This table compares features from MySQL-Sandbox and dbdeployer.

Feature MySQL-Sandbox dbdeployer dbdeployer planned
Single sandbox deployment yes yes
unpack command sort of [^1] yes
multiple sandboxes yes yes
master-slave replication yes yes
"force" flag yes yes
pre-post grants SQL action yes yes
initialization options yes yes
my.cnf options yes yes
custom my.cnf yes yes
friendly UUID generation yes yes
global commands yes yes
test replication flow yes yes
delete command yes [^2] yes
show data dictionary tables yes yes
lock/unlock sandboxes yes yes
finding free ports yes yes
semi-sync replication yes yes
group replication SP no yes
group replication MP no yes
prevent port collision no yes [^3]
visible initialization no yes [^4]
visible script templates no yes [^5]
replaceable templates no yes [^6]
configurable defaults no yes [^7]
list of source binaries no yes [^8]
list of installed sandboxes no yes [^9]
test script per sandbox no yes [^10]
integrated usage help no yes [^11]
custom abbreviations no yes [^12]
version flag no yes [^13]
sandboxes global catalog no yes
concurrent deployment no yes
command line completion no yes
MySQL upgrade no yes
MySQLX support no yes
fan-in no yes [^14]
all-masters no yes [^15]
Percona Xtradb cluster no yes
MySQL Cluster no yes
Inter-sandbox replication limited [^16] yes
pre-post grants shell action yes no maybe
getting remote tarballs yes yes
load plugins yes yes [^17]
circular replication yes sort of [^18]
master-master (circular) yes no no
Windows support no no [^19]

[^1]: It's achieved using --export_binaries and then abandoning the operation.

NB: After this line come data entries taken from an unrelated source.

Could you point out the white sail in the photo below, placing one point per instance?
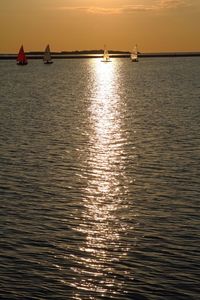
(106, 57)
(47, 54)
(134, 54)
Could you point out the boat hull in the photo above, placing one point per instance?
(21, 63)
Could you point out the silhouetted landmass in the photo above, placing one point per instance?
(96, 54)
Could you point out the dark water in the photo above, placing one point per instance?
(99, 179)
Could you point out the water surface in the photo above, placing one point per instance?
(99, 179)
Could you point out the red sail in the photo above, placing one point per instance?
(21, 58)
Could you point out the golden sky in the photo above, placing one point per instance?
(155, 25)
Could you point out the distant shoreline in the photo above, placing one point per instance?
(97, 54)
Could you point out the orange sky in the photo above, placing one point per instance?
(155, 25)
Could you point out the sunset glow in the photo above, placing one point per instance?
(155, 25)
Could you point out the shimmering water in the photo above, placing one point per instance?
(99, 179)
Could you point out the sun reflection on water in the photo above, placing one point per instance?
(102, 223)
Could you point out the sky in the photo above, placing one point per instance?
(155, 25)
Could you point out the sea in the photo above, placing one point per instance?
(100, 179)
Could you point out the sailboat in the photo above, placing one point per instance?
(106, 57)
(21, 58)
(134, 54)
(47, 56)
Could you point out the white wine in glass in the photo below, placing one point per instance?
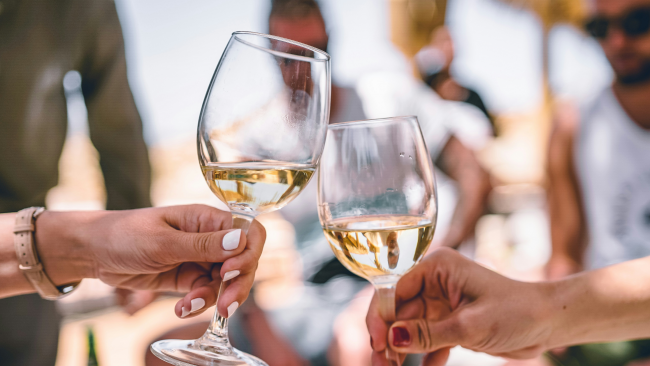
(261, 133)
(377, 201)
(382, 245)
(257, 187)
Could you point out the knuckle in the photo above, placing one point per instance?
(202, 245)
(424, 334)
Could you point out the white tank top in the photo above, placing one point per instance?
(612, 158)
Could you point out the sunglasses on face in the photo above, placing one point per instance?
(634, 24)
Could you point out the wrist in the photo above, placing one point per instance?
(561, 313)
(62, 245)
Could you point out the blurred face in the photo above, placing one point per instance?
(310, 31)
(441, 39)
(619, 26)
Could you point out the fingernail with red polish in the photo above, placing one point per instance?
(401, 337)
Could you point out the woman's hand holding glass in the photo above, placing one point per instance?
(182, 249)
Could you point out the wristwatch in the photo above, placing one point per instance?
(28, 260)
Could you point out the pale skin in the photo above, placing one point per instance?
(175, 249)
(452, 301)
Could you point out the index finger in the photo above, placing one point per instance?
(247, 260)
(377, 327)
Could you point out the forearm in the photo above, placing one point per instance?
(60, 245)
(610, 304)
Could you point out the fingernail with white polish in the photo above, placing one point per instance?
(197, 304)
(232, 308)
(231, 240)
(230, 275)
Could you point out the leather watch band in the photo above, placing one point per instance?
(28, 260)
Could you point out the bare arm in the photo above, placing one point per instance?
(567, 220)
(610, 304)
(180, 249)
(460, 164)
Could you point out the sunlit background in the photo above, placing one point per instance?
(172, 50)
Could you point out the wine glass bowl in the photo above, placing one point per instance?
(260, 136)
(377, 200)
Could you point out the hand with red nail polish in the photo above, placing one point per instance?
(448, 300)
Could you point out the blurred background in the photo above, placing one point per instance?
(523, 57)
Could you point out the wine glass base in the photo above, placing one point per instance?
(188, 353)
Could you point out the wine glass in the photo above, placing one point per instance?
(377, 201)
(261, 133)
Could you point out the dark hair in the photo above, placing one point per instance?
(294, 9)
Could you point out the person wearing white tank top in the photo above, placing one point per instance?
(599, 170)
(612, 159)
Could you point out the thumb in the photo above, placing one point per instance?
(424, 335)
(212, 247)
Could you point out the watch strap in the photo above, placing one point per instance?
(28, 260)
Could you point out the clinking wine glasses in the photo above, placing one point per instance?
(261, 133)
(377, 201)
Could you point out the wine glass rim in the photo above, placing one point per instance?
(280, 53)
(397, 119)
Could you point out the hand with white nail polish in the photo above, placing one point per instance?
(187, 249)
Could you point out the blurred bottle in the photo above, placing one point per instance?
(92, 353)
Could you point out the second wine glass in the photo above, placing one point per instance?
(260, 137)
(377, 201)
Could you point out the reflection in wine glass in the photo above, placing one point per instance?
(260, 137)
(377, 201)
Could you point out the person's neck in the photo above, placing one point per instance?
(635, 100)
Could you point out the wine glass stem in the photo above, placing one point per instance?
(217, 333)
(386, 293)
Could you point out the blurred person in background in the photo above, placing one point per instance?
(310, 329)
(434, 64)
(40, 41)
(599, 170)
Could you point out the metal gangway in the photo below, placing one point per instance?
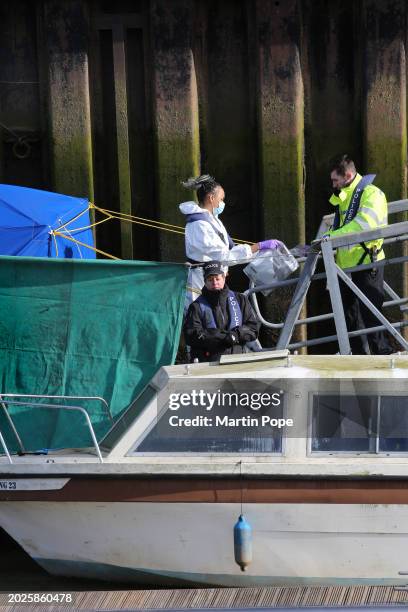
(324, 250)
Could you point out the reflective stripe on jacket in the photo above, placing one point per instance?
(372, 213)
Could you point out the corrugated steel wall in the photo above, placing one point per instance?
(120, 101)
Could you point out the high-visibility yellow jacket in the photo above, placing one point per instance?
(371, 214)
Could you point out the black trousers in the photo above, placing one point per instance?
(358, 316)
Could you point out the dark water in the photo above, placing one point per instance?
(18, 572)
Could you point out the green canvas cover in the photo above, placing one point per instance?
(83, 327)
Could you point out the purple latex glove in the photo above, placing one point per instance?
(269, 244)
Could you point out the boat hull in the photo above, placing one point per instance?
(176, 543)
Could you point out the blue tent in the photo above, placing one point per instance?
(28, 218)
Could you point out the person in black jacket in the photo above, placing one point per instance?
(220, 321)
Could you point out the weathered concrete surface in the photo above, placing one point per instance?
(259, 93)
(175, 114)
(385, 125)
(20, 101)
(65, 33)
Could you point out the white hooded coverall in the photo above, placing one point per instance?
(204, 243)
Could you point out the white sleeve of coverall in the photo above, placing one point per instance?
(204, 244)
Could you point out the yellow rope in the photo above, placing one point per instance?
(74, 218)
(159, 224)
(116, 212)
(55, 242)
(66, 237)
(80, 229)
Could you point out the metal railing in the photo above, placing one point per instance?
(393, 233)
(5, 403)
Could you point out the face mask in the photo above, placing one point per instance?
(220, 208)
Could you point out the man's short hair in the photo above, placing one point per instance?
(213, 268)
(342, 164)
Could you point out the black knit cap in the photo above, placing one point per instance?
(213, 267)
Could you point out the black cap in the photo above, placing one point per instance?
(213, 267)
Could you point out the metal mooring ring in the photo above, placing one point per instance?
(21, 149)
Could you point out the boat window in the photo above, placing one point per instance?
(228, 427)
(359, 423)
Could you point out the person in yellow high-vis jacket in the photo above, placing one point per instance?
(360, 206)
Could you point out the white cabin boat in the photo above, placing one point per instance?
(312, 449)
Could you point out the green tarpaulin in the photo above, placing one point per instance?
(83, 327)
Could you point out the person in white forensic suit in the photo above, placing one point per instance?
(206, 237)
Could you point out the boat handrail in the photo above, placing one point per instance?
(6, 403)
(392, 233)
(68, 397)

[^2]: Uses the sbtool command

[^3]: dbdeployer sandboxes store their ports in a description JSON file, which allows the tool to get a list of used ports and act before a conflict happens.

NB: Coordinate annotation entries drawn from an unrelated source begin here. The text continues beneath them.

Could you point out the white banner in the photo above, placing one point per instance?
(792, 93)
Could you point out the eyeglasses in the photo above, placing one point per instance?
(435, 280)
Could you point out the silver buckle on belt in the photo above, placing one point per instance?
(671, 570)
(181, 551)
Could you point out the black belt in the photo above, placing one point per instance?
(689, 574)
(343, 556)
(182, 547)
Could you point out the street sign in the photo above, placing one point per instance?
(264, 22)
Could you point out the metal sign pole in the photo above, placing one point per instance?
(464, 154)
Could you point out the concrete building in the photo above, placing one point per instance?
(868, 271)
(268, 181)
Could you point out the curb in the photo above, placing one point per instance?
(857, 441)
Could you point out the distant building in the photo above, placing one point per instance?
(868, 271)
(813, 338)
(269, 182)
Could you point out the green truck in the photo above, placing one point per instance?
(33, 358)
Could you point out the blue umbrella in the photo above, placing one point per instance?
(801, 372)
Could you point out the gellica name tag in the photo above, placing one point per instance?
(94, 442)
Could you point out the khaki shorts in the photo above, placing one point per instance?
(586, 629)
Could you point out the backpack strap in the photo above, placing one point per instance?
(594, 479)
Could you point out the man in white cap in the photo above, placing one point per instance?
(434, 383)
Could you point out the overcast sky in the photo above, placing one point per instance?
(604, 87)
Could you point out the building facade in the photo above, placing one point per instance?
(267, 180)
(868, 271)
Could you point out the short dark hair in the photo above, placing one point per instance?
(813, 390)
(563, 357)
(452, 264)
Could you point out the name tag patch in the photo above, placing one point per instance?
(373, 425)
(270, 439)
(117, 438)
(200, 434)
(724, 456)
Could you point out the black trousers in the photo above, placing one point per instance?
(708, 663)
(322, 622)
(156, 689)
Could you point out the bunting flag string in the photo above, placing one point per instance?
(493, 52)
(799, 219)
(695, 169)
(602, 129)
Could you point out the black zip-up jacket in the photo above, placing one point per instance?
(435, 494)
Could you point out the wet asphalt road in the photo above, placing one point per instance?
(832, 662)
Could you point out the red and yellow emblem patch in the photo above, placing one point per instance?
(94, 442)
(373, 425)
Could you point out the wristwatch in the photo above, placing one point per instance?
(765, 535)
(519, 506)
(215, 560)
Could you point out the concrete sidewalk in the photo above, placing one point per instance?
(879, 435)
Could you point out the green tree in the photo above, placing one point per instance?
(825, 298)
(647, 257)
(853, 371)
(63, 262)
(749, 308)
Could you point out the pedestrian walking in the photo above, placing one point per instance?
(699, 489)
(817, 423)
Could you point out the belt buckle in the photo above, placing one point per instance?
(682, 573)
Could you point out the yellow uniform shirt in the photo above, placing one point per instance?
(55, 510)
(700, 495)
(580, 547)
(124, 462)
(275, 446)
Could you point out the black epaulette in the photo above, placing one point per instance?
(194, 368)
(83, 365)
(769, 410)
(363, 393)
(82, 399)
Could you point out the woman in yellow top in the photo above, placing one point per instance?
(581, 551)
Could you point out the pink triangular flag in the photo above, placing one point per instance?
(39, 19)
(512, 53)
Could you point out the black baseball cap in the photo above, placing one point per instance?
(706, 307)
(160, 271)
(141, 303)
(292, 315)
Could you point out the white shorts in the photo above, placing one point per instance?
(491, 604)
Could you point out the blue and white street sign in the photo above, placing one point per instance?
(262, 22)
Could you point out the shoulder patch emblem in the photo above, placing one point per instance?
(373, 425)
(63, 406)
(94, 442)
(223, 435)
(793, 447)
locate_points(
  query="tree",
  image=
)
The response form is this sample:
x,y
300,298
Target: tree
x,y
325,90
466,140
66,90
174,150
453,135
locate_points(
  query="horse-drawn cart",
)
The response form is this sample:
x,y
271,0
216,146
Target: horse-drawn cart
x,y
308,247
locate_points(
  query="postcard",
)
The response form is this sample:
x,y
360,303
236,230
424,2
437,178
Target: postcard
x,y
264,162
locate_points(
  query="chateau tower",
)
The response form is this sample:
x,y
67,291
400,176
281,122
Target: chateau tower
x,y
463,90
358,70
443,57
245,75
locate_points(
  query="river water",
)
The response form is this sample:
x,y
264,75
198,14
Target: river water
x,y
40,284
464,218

[^4]: The initialization happens with a script that is generated and stored in the sandbox itself. Users can inspect the init_db script and see what was executed.

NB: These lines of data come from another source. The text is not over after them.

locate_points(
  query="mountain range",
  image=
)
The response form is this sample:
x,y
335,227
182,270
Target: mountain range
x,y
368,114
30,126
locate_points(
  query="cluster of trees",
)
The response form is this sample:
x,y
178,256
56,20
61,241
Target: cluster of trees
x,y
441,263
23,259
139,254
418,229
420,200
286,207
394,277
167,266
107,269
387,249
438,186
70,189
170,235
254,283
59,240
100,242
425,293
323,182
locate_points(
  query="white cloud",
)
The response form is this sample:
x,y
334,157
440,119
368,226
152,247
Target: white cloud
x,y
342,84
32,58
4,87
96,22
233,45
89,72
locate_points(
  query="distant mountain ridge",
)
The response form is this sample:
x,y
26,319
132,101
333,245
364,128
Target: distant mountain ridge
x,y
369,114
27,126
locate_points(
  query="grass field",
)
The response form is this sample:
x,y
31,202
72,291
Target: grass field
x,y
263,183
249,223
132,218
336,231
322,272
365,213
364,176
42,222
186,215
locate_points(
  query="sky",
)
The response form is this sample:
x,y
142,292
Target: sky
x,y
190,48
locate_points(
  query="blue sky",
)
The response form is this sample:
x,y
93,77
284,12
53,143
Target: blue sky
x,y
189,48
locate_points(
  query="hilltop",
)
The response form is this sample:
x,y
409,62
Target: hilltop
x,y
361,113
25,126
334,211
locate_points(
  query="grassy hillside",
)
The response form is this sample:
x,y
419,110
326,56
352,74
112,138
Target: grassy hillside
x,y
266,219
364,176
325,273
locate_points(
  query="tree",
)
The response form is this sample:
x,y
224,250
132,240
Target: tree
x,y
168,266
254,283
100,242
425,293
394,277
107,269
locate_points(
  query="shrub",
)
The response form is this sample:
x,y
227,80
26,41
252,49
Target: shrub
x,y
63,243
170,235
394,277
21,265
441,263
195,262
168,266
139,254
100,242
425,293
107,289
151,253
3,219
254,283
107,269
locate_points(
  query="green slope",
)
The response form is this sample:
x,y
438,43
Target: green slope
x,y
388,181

[^5]: All sandbox scripts are generated using templates, which can be examined and eventually changed and re-imported.

[^6]: See also note 5. Using the flag --use-template you can replace an existing template on-the-fly. Group of templates can be exported and imported after editing.

[^7]: Defaults can be exported to file, and eventually re-imported after editing.

[^8]: This is little more than using an O.S. file listing, with the added awareness of the source directory.

[^9]: Using the description files, this command lists the sandboxes with their topology and used ports.

[^10]: It's a basic test that checks whether the sandbox is running and is using the expected port.

[^11]: The "usage" command will show basic commands for single and multiple sandboxes.

[^12]: the abbreviations file allows user to define custom shortcuts for frequently used commands.

[^13]: Strangely enough, this simple feature was never implemented for MySQL-Sandbox, while it was one of the first additions to dbdeployer.

[^14]: Uses the multi source technology introduced in MySQL 5.7.

[^15]: Same as n. 14.

[^16]: Single sandboxes could replicate from another using option --slaveof

[^17]: Using pre-grants and post-grants options, all plugins can be loaded.

[^18]: Circular replication should not be used anymore. There are enough good alternatives (multi-source, group replication) to avoid this old technology. However, using the script replicate_from, it is possible to run circular replication. There is an example in the cookbook.

[^19]: I don't do Windows. But you can fork the project if you do.